IoT security startup Armis raised $65 million in Series C funding, bringing the company’s total to $112 million.
Sequoia Capital led the round, with participation from Insight Venture Partners and Intermountain Ventures. Bain Capital Ventures, Red Dot Capital Partners, and Tenaya Capital also joined the round as return investors. Carl Eschenbach, a partner at Sequoia, joined Armis’ board of directors.
The company, founded in 2015, saw 700% growth in annual revenue last year including multi-million-dollar contracts with enterprises, said CTO and co-founder Nadir Izrael. Armis claims it deploys its technology in more than 25% of the Fortune 100, and its customers include Mondelēz, Sysco Foods, Allergan, and Samsung Research America.
Armis will use the Series C funding to scale its platform and invest in sales, marketing, and engineering, Izreal said. “The round is mostly for how do we adapt to that growth and scale to meet demand? How do we expand our business in the U.S. and Europe and Asia?
“Last year we witnessed a huge uptick in demand for solutions like the ones we provide, across all verticals,” Izrael continued. “It seems no matter what industry you are in, companies are struggling with understanding what devices they have, what are the risks around them, and being able to secure these devices.”

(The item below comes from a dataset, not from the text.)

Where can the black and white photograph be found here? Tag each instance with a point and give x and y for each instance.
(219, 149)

Armis IoT Device SecurityArmis’ agentless IoT security platform integrates with an enterprise’s existing IT infrastructure and provides visibility into and management over devices both on and off the corporate network. Its cloud-based Device Knowledgebase monitors more than 80 million devices worldwide, and it feeds this data to the platform to provide device visibility. It also analyzes and classifies devices and their behavior to identify risks or attacks, and to secure information and systems.
The platform also integrates with Cisco Meraki infrastructure, Cisco Identity Services Engine (ISE) to automate network enforcement of security policies, and Palo Alto Networks firewalls.

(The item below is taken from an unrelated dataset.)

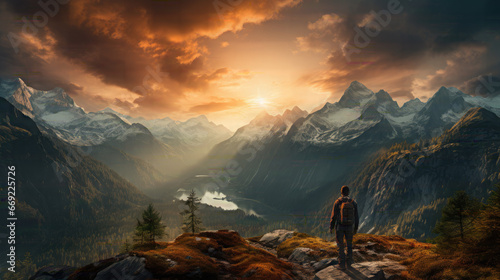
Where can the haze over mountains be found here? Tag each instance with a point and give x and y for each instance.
(297, 161)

Company executives won’t comment on Armis’ valuation, but Chief Marketing Officer Michael Parker says the organization’s potential market is around $27 billion to $28 billion.
“Our focus is how do we generate enough value so that we get to $100 million in revenue and ARR [annual recurring revenue] as quickly as possible,” Parker said. “The market is there, and since right now we appear to be in the leading spot, it’s all about execution.”
And how quickly might Armis hit the $100 million revenue mark? “We could be looking at it in 24 months,” Parker said.
Connected Devices (and Botnets) SkyrocketingThe fact that securing connected devices is a problem that crosses industries — and is only expected to grow — will continue to boost the company’s bottom line, Izreal added. “Hospitals, health care providers, manufacturing, critical infrastructure, transportation — we’re the only solution that says let’s show you all of your devices and give you a solution for everything.”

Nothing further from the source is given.